Meskipun kursus kembali ke pengajaran langsung, universitas mengakui akomodasi kreatif akan terus dibutuhkan bagi siswa yang tidak dapat menghadiri kelas. Dekan Bidang Akademik dan Dekan Pembantu untuk Keanekaragaman dan Inklusi Heather Nathans mengatakan bahwa akomodasi ini perlu disesuaikan kursus-ke-kursus.

“Kami menghargai solusi kreatif yang dirancang para profesor untuk mengakomodasi siswa yang mungkin harus mengisolasi atau mengkarantina,” Nathans menulis dalam email ke Daily. “Misalnya, beberapa kelas akan menyediakan akses hibrid … sepanjang periode, sementara yang lain akan menggunakannya sesuai kebutuhan. Beberapa akan menggunakan pencatat dan catatan serta bahan lainnya akan diposting setelah setiap kelas. Beberapa fakultas menyediakan jam kantor online yang ekstensif setiap minggu untuk memungkinkan siswa yang harus absen untuk mendapatkan lebih banyak bimbingan pribadi begitu kesehatan mereka membaik dan mereka siap untuk kembali ke tugas sekolah.”

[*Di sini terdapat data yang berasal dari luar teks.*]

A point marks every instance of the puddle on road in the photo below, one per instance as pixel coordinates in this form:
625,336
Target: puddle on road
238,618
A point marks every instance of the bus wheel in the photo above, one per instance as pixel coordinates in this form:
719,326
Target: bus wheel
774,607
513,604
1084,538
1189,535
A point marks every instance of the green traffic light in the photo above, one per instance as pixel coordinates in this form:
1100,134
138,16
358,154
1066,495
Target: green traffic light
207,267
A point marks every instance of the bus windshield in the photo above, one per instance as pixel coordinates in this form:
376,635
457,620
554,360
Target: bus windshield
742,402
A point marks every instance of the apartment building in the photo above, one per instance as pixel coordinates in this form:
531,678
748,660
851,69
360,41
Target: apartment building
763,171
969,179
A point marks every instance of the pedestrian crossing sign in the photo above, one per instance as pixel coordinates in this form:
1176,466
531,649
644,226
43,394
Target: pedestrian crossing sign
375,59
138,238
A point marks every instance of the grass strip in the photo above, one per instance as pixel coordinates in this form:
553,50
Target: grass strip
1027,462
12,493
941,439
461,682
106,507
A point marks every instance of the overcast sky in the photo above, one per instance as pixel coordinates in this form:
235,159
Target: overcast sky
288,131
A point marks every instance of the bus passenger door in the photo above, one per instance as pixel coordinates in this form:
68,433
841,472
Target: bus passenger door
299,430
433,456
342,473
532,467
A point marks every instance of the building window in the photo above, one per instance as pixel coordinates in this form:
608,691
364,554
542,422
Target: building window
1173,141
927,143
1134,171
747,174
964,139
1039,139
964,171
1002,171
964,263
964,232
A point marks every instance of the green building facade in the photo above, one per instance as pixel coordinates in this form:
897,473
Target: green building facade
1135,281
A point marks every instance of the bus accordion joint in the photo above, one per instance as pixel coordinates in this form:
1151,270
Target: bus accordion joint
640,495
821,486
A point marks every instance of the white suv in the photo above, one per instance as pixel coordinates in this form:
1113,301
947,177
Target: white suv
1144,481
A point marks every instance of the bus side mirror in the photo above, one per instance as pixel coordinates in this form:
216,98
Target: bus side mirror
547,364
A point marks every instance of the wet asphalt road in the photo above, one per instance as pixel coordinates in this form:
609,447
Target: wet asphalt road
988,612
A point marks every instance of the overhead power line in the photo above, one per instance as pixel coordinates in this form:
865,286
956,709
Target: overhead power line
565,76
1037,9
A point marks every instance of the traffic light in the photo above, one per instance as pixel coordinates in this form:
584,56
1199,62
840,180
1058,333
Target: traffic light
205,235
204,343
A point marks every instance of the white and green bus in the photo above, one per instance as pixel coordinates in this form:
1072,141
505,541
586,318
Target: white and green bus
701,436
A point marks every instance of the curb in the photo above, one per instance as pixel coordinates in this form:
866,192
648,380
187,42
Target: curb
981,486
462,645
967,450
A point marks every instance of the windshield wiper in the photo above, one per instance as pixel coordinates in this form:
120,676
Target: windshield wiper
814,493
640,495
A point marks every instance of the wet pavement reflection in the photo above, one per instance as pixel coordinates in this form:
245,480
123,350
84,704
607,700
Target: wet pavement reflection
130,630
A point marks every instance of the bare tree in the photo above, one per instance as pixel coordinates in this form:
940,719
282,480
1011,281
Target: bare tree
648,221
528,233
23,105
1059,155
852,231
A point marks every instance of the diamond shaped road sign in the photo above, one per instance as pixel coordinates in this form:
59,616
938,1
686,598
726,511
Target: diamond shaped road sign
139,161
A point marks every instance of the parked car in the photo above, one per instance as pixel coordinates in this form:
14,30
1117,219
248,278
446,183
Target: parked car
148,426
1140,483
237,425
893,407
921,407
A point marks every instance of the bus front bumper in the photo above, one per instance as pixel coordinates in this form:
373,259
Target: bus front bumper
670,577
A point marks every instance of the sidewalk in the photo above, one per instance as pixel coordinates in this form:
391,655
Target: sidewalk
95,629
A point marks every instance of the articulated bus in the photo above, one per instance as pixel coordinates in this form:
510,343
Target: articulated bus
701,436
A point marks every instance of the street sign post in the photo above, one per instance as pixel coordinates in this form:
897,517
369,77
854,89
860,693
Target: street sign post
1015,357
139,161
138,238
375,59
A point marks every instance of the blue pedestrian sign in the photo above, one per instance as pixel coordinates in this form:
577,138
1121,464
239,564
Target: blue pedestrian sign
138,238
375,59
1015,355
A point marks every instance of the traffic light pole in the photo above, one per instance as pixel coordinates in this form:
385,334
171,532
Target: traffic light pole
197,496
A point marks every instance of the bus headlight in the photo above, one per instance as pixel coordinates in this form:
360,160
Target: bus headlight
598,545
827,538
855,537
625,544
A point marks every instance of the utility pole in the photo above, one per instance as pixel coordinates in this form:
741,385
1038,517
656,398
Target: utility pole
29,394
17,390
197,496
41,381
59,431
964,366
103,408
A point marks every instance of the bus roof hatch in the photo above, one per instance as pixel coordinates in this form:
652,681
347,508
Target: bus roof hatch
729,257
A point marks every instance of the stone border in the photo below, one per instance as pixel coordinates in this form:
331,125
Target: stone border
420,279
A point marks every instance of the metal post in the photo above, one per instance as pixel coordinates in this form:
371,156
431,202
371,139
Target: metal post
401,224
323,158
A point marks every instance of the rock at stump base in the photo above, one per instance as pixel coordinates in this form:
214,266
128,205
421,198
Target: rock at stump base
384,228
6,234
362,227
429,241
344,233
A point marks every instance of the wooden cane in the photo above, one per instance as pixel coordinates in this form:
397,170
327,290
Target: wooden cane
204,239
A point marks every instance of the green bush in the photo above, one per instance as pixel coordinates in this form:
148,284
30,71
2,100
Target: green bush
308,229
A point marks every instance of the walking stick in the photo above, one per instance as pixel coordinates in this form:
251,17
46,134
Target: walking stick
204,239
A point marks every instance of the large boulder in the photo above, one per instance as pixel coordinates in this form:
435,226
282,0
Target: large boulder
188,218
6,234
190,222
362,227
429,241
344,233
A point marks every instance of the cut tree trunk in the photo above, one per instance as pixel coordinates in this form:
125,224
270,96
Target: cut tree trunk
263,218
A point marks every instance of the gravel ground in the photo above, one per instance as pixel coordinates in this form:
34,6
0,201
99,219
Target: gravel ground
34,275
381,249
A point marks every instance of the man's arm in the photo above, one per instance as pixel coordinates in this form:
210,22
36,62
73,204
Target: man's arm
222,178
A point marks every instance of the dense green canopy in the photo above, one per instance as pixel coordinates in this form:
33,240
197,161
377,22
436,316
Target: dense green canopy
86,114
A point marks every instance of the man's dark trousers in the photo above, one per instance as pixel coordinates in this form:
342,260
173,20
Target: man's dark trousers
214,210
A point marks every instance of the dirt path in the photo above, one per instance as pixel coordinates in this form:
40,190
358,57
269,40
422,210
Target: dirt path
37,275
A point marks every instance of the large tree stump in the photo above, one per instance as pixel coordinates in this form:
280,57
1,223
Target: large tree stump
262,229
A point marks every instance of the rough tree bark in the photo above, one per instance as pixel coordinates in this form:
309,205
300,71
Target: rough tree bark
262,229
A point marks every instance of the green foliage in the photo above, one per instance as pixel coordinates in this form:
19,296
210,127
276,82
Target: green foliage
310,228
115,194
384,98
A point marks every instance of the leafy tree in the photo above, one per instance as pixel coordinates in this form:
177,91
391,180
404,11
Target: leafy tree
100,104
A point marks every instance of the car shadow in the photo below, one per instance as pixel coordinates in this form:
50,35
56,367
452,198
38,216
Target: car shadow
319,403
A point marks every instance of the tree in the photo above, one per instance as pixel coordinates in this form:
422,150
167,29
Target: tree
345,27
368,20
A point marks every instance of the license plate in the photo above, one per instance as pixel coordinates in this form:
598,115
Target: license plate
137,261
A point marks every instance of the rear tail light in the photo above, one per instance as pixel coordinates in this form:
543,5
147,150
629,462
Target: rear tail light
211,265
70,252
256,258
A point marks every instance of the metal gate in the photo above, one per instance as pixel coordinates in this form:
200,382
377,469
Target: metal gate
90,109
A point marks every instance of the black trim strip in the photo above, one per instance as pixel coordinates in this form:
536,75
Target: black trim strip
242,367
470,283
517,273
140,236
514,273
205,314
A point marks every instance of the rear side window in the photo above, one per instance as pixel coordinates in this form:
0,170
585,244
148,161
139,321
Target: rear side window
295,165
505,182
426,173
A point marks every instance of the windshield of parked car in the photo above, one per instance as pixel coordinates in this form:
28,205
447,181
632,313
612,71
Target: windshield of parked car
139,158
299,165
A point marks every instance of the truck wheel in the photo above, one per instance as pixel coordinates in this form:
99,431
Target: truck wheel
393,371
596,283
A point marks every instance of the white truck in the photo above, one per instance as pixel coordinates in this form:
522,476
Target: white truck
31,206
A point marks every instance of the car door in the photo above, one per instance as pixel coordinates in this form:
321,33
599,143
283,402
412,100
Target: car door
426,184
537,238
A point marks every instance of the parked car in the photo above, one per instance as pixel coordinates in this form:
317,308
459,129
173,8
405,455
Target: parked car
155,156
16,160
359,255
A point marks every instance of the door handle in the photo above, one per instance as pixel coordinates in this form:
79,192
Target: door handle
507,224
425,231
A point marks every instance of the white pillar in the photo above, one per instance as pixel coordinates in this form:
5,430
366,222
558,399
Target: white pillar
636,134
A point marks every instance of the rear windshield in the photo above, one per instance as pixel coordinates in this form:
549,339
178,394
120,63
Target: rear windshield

Namun, ada sedikit kejelasan ketika fakultas tidak dapat mengajar mata kuliah mereka. Menurut Tufts Dasbor COVID-19, 12 fakultas, staf, dan afiliasi telah dites positif dalam seminggu terakhir, per 1 Januari. 28. Clay Bennett, Coleman dan McCann tidak menawarkan secara spesifik tentang bagaimana departemen mereka dapat menavigasi fakultas yang sakit dengan COVID-19.

“Saya tidak dapat berbicara di kelas selama COVID, namun, sebelum pandemi jika seorang Profesor tidak dapat mengajar di kelas, orang lain akan masuk,” Bennett menulis.

Sementara itu, McCann berharap dia tidak harus menavigasi tantangan itu sejak awal.

“Saya sudah sehat dan berharap itu terus berlanjut,” McCann menulis.

Untuk fakultas, mahasiswa dan staf, universitas merasa percaya diri dengan keamanan kelas tatap muka, termasuk kursus kuliah besar.

“Kami tidak melihat bukti transmisi kelas secara langsung,” Yordania kepada Harian.

Bagi siswa yang tidak dapat hadir di kelas, Dekan Penasihat Akademik untuk Sekolah Teknik Jennifer Stephan diuraikan dalam email bagaimana siswa harus menavigasi penyakit jangka pendek dan jangka panjang.

“Kami telah meminta fakultas untuk memasukkan kebijakan yang jelas tentang penyakit dan memberikan mereka pada silabus mereka, termasuk bahasa sampel, sehingga sebagai langkah pertama siswa harus berkonsultasi dengan silabus mereka untuk bimbingan,” Stefanus menulis. “Kami juga memberikan instruksi tentang apa yang dapat dilakukan siswa jika mereka sakit … dan siswa yang sakit di luar karantina dan isolasi dapat mengajukan pemberitahuan penyakit jangka pendek. Jika penyakit siswa parah, mereka harus menghubungi dekan penasihat mereka untuk dukungan dan advokasi untuk fleksibilitas.